Zwar wurde vom VwGH die Auffassung verworfen, es müssten die Leistungen eines Schülers in den übrigen Pflichtgegenständen in jedem Fall "signifikant", somit erheblich besser sein als das schlechteste denkbare positive Beurteilungskalkül, also "Genügend", weil dies weder durch den Wortlaut des § 25 SchUG gedeckt noch mit dessen Zweck vereinbar ist; ebenso verfehlt ist aber nach der Rsp des VwGH die Auffassung, dass die Note "Genügend" jedenfalls für eine positive Prognose ausreichend sei
GZ 2009/10/0226, 15.12.2011
VwGH: Gem § 25 Abs 2 lit c SchUG ist ein Schüler zum Aufsteigen in die nächsthöhere Schulstufe berechtigt, wenn das Jahreszeugnis zwar in einem Pflichtgegenstand die Note "Nicht genügend" enthält, aber die Klassenkonferenz feststellt, dass der Schüler auf Grund seiner Leistungen in den übrigen Pflichtgegenständen die Voraussetzungen zur erfolgreichen Teilnahme am Unterricht der nächsthöheren Schulstufe im Hinblick auf die Aufgabe der betreffenden Schulart aufweist.

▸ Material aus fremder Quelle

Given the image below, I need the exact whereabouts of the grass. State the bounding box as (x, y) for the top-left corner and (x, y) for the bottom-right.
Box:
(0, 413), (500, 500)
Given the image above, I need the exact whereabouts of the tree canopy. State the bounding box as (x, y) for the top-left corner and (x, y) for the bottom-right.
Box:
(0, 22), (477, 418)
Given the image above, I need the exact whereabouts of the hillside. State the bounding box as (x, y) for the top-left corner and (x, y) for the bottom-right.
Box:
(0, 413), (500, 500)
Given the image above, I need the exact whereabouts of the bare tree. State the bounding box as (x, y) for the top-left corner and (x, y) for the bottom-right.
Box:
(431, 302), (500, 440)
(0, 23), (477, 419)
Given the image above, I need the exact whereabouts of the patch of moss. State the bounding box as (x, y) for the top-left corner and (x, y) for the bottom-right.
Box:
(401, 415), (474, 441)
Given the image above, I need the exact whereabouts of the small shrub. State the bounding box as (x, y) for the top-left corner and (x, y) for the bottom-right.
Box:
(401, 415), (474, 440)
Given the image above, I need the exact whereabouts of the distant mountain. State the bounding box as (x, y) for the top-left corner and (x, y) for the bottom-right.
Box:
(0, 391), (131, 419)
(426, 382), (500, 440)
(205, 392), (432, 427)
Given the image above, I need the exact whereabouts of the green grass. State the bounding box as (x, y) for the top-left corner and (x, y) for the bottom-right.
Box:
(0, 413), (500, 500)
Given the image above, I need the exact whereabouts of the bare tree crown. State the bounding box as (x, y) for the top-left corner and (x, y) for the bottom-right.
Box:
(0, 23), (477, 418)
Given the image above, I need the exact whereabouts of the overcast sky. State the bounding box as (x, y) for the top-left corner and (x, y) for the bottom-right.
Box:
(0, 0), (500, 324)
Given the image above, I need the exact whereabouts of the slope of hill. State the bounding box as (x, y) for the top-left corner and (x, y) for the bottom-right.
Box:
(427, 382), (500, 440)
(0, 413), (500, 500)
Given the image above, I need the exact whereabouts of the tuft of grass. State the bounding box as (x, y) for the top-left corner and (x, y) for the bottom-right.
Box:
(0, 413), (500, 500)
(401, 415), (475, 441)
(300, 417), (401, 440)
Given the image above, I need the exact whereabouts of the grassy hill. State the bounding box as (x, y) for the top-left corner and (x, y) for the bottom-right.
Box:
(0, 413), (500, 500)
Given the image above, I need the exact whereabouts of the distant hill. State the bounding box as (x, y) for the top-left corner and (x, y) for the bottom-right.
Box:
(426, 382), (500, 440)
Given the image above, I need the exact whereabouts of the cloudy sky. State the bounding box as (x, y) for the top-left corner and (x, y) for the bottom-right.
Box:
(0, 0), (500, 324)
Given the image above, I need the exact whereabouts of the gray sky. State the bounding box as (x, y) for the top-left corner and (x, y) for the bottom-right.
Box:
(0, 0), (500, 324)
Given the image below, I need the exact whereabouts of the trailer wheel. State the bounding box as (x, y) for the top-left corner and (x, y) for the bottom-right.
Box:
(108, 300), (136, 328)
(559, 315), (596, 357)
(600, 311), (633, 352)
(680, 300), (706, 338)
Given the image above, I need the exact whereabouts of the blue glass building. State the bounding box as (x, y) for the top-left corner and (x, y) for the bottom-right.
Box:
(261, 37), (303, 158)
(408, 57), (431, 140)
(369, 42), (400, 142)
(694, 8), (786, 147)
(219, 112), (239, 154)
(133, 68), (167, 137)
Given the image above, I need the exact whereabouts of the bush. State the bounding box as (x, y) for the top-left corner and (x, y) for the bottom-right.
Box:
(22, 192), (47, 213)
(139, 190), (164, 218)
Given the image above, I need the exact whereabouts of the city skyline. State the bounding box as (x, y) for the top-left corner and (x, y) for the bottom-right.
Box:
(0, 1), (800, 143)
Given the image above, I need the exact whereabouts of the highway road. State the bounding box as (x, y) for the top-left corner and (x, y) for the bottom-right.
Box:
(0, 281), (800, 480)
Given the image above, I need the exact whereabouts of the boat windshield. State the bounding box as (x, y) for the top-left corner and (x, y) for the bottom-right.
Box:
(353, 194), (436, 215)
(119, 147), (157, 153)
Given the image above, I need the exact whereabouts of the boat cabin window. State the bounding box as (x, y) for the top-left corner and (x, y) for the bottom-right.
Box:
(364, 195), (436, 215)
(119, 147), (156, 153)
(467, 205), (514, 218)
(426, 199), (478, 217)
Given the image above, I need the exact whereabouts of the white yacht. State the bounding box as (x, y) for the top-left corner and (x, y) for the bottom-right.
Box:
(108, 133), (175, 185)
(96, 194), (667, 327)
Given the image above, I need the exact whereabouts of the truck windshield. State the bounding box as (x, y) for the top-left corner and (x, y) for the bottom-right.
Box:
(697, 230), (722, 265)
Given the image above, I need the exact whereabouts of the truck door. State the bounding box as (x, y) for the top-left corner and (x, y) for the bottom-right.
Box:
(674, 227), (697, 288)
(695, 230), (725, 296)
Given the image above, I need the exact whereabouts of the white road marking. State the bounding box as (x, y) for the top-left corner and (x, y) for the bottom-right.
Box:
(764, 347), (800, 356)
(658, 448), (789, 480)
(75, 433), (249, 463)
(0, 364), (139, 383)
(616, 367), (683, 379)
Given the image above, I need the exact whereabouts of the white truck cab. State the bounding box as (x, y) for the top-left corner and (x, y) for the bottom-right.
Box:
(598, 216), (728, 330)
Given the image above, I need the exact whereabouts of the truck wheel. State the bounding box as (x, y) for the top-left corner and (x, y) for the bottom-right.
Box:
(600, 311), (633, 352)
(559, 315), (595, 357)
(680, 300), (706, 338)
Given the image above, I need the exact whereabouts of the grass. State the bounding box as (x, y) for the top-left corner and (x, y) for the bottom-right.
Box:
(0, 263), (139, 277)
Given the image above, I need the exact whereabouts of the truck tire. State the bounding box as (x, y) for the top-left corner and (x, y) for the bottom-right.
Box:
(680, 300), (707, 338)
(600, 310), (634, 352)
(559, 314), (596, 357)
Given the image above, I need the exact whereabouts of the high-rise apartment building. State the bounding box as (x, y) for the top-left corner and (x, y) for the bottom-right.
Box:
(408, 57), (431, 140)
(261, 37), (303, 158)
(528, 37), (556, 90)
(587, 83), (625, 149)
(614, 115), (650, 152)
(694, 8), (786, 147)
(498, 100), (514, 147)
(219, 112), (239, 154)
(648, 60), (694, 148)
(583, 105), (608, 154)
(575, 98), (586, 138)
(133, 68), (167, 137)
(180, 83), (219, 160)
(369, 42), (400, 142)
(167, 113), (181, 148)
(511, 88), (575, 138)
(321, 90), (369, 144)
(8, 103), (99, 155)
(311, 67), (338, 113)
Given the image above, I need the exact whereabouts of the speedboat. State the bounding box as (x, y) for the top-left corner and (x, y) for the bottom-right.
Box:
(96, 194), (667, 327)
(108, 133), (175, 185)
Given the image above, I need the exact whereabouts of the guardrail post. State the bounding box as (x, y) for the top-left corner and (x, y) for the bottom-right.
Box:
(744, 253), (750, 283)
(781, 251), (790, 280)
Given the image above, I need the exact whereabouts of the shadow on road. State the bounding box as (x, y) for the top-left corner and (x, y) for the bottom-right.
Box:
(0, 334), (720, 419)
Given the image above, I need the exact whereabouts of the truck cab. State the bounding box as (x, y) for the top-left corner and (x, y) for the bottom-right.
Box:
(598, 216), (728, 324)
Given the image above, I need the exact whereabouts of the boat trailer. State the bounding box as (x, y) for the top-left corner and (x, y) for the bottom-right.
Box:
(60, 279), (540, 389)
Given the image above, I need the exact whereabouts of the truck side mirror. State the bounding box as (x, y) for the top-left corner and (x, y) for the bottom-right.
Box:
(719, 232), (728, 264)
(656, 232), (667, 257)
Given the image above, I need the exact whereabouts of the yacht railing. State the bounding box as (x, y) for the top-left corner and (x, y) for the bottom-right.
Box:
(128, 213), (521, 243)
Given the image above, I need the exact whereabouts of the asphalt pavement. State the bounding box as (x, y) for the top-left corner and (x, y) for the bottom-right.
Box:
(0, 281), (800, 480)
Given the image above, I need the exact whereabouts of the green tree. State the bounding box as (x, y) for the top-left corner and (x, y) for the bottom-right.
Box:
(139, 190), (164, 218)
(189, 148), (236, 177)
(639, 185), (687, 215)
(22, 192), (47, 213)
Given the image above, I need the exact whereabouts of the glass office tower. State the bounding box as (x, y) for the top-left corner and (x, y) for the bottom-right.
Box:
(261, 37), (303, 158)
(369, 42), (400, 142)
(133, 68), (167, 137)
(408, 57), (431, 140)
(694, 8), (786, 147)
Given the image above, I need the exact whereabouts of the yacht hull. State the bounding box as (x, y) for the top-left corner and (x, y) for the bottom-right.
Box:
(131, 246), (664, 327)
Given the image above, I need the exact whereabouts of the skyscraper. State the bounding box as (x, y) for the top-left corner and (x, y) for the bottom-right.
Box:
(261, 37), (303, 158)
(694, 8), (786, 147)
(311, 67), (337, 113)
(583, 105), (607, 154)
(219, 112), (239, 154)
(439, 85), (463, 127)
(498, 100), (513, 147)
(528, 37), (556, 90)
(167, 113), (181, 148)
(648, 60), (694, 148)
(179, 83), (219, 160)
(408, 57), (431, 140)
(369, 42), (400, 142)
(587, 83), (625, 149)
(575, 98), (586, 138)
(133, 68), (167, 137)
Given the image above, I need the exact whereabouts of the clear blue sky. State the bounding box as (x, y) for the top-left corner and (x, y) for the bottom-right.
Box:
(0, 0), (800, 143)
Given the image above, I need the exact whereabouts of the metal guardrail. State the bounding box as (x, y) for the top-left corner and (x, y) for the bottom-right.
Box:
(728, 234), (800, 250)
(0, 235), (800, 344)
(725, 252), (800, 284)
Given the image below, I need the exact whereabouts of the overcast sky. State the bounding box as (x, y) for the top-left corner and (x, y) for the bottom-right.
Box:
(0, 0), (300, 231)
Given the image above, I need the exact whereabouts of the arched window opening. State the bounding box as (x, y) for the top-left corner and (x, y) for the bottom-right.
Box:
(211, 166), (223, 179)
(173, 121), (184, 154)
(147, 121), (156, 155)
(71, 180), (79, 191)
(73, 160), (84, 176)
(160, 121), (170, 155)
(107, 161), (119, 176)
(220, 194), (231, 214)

Nach stRsp des VwGH gebührt dem Aufsteigen trotz Vorliegens einer auf "Nicht genügend" lautenden Beurteilung in einem Pflichtgegenstand nur dann der Vorzug vor einem Wiederholen der Schulstufe, wenn es auf Grund zu erwartender positiver Entwicklung des Leistungsbildes des Schülers in der nächsthöheren Schulstufe gerechtfertigt erscheint, ihm die Absolvierung eines weiteren (zusätzlichen) Schuljahres zu "ersparen". Dem § 25 Abs 2 lit c SchUG liegt der Gedanke zugrunde, dass ein Aufsteigen trotz eines "Nicht genügend" nur dann möglich sein soll, wenn sich aus den Leistungen in den übrigen Pflichtgegenständen ableiten lässt, dass der Schüler über genügend Leistungsreserven verfügt, um einerseits die Defizite in dem mit "Nicht genügend" beurteilten Gegenstand zu beseitigen und andererseits trotz der hiefür erforderlichen besonderen Anstrengung auch die übrigen Gegenstände positiv abzuschließen. Schwache Leistungen in mehreren der übrigen Pflichtgegenstände lassen im Regelfall die Prognose angezeigt erscheinen, der Schüler weise nicht die Voraussetzungen zur erfolgreichen Teilnahme am Unterricht der nächsthöheren Schulstufe auf, ohne dass eine genaue Festlegung erforderlich wäre, in welchem Einzelgegenstand mit einem negativen Abschluss zu rechnen sein werde. Zwar wurde vom VwGH die Auffassung verworfen, es müssten die Leistungen eines Schülers in den übrigen Pflichtgegenständen in jedem Fall "signifikant", somit erheblich besser sein als das schlechteste denkbare positive Beurteilungskalkül, also "Genügend", weil dies weder durch den Wortlaut des § 25 SchUG gedeckt noch mit dessen Zweck vereinbar ist. Ebenso verfehlt ist aber nach der Rsp des VwGH die Auffassung, dass die Note "Genügend" jedenfalls für eine positive Prognose ausreichend sei. Es kommt vielmehr auf den Einzelfall an.
Bei seinem Vorwurf, die Prüferin bei der Wiederholungsprüfung habe den Bf lediglich die letzten beiden Monate des Schuljahres unterrichtet und hätte daher die Wiederholungsprüfung nicht abnehmen dürfen, übersieht der Bf, dass § 23 Abs 6 SchUG eine Prüfung durch "den Lehrer des betreffenden Unterrichtsgegenstandes in der betreffenden Klasse" vorsieht, nicht aber verlangt, dass der Prüfer das gesamte Unterrichtsjahr oder zumindest den Großteil des Unterrichtsjahres den Prüfungskandidaten unterrichtet haben muss.